Bar Botzer בר בוצר‎
- Full name: Bar Tzuf Botzer
- Native name: בר צוף בוצר
- Country (sports): Israel
- Residence: Tel Aviv, Israel
- Born: 2 March 1994 (age 31) Tel Aviv, Israel
- Height: 6 ft 0 in (1.83 m)
- Plays: Right-handed
- Prize money: $12,150

Singles
- Career record: 0–2
- Career titles: 0
- Highest ranking: No. 583 (17 February 2014)
- Current ranking: No. 893 (2 March 2015)

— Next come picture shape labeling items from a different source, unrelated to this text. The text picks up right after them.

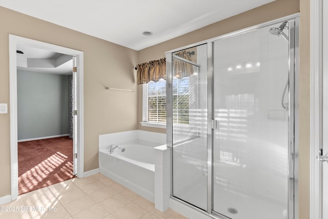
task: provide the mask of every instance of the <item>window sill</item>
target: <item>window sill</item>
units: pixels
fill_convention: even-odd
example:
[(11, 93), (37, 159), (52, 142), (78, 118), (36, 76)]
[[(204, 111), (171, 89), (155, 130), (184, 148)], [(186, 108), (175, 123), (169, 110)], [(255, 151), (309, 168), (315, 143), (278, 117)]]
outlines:
[(152, 127), (154, 128), (166, 128), (166, 123), (141, 122), (140, 124), (141, 124), (142, 126)]

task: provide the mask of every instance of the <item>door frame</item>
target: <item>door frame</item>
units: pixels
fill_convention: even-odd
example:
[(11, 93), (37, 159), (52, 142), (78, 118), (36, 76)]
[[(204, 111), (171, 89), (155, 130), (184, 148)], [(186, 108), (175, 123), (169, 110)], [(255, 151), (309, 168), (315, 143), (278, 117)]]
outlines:
[(311, 1), (310, 218), (322, 218), (322, 0)]
[(34, 39), (9, 34), (9, 84), (10, 117), (10, 179), (11, 198), (18, 198), (18, 149), (17, 149), (17, 60), (16, 47), (22, 44), (71, 55), (76, 57), (78, 74), (77, 75), (77, 157), (78, 178), (84, 175), (84, 82), (83, 52)]

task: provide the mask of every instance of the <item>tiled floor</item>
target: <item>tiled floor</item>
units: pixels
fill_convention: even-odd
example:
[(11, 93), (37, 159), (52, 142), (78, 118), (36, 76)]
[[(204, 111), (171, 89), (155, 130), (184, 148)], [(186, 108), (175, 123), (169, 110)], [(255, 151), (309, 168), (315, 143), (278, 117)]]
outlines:
[(155, 209), (153, 203), (100, 173), (19, 195), (0, 206), (0, 218), (186, 218), (171, 209)]

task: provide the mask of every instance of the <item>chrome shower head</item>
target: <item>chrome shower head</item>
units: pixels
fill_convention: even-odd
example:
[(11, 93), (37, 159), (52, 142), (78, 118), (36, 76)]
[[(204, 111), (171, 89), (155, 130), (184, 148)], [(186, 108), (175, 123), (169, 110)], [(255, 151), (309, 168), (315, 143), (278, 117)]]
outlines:
[(284, 29), (288, 29), (288, 27), (286, 27), (287, 25), (287, 21), (284, 21), (279, 26), (278, 28), (272, 28), (269, 30), (269, 32), (275, 36), (282, 36), (282, 37), (287, 42), (289, 41), (288, 36), (283, 32)]
[(281, 31), (278, 28), (270, 28), (269, 32), (271, 34), (274, 35), (275, 36), (279, 36)]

Grand Slam singles results
- Australian Open Junior: 1R (2012)
- French Open Junior: 1R (2012)
- Wimbledon Junior: Q2 (2012)
- US Open Junior: 1R (2011)

Doubles
- Career record: 0–0
- Career titles: 0
- Highest ranking: No. 1,462 (16 September 2013)

Grand Slam doubles results
- Australian Open Junior: 1R (2012)
- French Open Junior: 2R (2012)
- Wimbledon Junior: 2R (2012)
- US Open Junior: 1R (2011)

Team competitions
- Davis Cup: 0–4 in singles; 0–1 in doubles

= Bar Tzuf Botzer =

Israeli tennis player

Bar Tzuf Botzer (בר צוף בוצר; born 2 March 1994) is an Israeli tennis player. He began playing for the Israel Davis Cup team at the age of 20, in 2014.

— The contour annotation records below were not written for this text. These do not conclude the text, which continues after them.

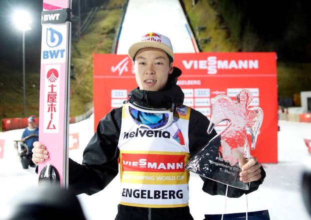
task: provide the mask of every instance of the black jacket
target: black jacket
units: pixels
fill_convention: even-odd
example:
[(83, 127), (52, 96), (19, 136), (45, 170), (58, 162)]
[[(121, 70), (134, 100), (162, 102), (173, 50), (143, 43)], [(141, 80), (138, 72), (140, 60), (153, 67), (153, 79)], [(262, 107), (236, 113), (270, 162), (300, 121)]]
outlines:
[[(148, 107), (166, 108), (174, 103), (182, 104), (184, 94), (176, 85), (177, 78), (169, 78), (164, 90), (151, 92), (140, 90), (131, 91), (130, 102), (136, 102)], [(114, 109), (99, 122), (96, 134), (90, 141), (83, 155), (82, 164), (70, 159), (69, 188), (76, 194), (86, 193), (88, 195), (97, 192), (107, 186), (118, 172), (119, 150), (118, 148), (121, 128), (122, 108)], [(191, 109), (189, 122), (189, 148), (194, 155), (216, 134), (214, 130), (210, 135), (206, 130), (210, 122), (200, 112)], [(229, 187), (228, 196), (239, 197), (256, 190), (266, 176), (262, 167), (262, 180), (250, 183), (248, 190)], [(224, 195), (226, 186), (224, 184), (202, 178), (202, 190), (212, 195)]]

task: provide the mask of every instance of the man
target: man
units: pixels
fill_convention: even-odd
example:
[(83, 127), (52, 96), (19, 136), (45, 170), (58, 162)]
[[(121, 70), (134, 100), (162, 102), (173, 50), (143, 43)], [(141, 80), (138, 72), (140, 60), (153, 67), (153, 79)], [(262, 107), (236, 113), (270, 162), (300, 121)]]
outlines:
[[(32, 150), (34, 148), (34, 142), (38, 142), (39, 140), (39, 128), (34, 124), (36, 120), (34, 116), (31, 116), (28, 119), (28, 126), (25, 128), (22, 136), (22, 140), (24, 140), (24, 144), (26, 144), (28, 148), (28, 156), (29, 158), (30, 165), (34, 166), (34, 164), (32, 160)], [(24, 146), (20, 146), (21, 151), (26, 150)]]
[[(92, 194), (117, 174), (120, 158), (120, 202), (116, 220), (193, 220), (188, 206), (189, 172), (184, 165), (216, 132), (206, 134), (208, 119), (182, 105), (176, 84), (180, 70), (174, 67), (170, 39), (146, 34), (133, 44), (128, 56), (134, 62), (138, 87), (122, 107), (111, 110), (98, 123), (84, 152), (82, 165), (70, 160), (69, 188)], [(34, 144), (34, 162), (48, 157), (46, 148)], [(256, 190), (265, 176), (254, 158), (240, 162), (240, 180), (249, 190), (229, 188), (238, 197)], [(203, 190), (224, 194), (226, 186), (202, 178)]]

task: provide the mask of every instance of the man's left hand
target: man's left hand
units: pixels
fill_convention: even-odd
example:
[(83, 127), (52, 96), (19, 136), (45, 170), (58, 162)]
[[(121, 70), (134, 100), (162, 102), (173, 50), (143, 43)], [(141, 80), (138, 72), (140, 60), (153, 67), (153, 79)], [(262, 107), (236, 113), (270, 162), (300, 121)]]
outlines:
[(238, 166), (242, 170), (240, 173), (240, 180), (243, 182), (257, 181), (262, 178), (262, 164), (258, 162), (257, 158), (252, 157), (249, 159), (241, 158)]

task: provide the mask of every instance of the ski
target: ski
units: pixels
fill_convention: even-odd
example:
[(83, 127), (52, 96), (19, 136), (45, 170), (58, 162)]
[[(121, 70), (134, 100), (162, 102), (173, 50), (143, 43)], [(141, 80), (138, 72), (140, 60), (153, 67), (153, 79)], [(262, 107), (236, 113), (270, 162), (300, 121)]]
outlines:
[(49, 158), (39, 164), (39, 182), (68, 188), (72, 0), (44, 0), (39, 142)]

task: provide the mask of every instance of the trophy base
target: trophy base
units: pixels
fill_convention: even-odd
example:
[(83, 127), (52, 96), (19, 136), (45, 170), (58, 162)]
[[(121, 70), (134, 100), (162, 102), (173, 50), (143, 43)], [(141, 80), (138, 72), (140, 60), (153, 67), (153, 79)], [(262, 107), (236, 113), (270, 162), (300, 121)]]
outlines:
[(236, 162), (232, 166), (218, 152), (220, 136), (216, 137), (198, 152), (186, 164), (188, 170), (213, 180), (242, 190), (248, 190), (250, 184), (240, 180), (241, 171)]

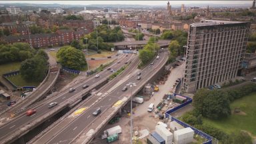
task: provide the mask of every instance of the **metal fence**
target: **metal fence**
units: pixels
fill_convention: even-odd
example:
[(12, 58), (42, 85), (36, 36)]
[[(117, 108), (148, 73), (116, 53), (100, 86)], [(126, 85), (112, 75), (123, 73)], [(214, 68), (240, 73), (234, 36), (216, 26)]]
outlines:
[(62, 66), (62, 69), (65, 71), (67, 71), (67, 73), (74, 73), (74, 74), (77, 74), (77, 75), (80, 74), (80, 71), (71, 69), (69, 69), (69, 68), (63, 67), (63, 66)]
[[(176, 94), (176, 93), (173, 94), (174, 96), (175, 96), (176, 95), (177, 95), (177, 94)], [(178, 119), (176, 119), (176, 118), (171, 116), (171, 113), (172, 113), (176, 111), (177, 110), (178, 110), (178, 109), (181, 109), (181, 108), (187, 105), (188, 104), (192, 103), (192, 99), (191, 98), (190, 98), (189, 97), (184, 96), (184, 95), (181, 95), (181, 96), (186, 97), (187, 99), (187, 101), (186, 102), (182, 103), (181, 105), (177, 106), (177, 107), (173, 107), (173, 108), (172, 108), (171, 109), (165, 112), (165, 116), (167, 117), (171, 118), (171, 121), (176, 121), (177, 123), (178, 123), (179, 124), (181, 125), (184, 127), (190, 127), (190, 128), (191, 128), (195, 131), (195, 133), (197, 133), (197, 134), (202, 136), (203, 137), (207, 139), (208, 141), (206, 141), (206, 142), (204, 142), (203, 144), (211, 144), (213, 139), (212, 139), (212, 137), (210, 135), (209, 135), (206, 134), (205, 133), (204, 133), (204, 132), (203, 132), (203, 131), (200, 131), (200, 130), (199, 130), (199, 129), (196, 129), (196, 128), (195, 128), (195, 127), (192, 127), (192, 126), (191, 126), (191, 125), (188, 125), (188, 124), (187, 124), (187, 123), (185, 123), (179, 120)]]

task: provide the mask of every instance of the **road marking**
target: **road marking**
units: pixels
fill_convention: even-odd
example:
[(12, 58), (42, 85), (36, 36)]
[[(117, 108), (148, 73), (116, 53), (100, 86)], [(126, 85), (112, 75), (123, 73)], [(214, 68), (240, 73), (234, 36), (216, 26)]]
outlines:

His career-high ranking in singles is World # 583, which he achieved on 17 February 2014.

==Biography==
Botzer was born in and resides in Tel Aviv, Israel. He started playing tennis at age five.

Botzer played for the Israel Davis Cup team against Argentina in September 2014, at age 20 as a substitute for Amir Weintraub. He lost singles matches to world # 25 Leonardo Mayer and world # 67 Carlos Berlocq.

Botzer played for the team against the Romania Davis Cup team in 2015, losing in singles to world # 159 Adrian Ungur and to world # 168 Marius Copil. In doubles, he and 17-year-old Edan Leshem lost to Florin Mergea (world doubles # 17) and Horia Tecau (world doubles # 9).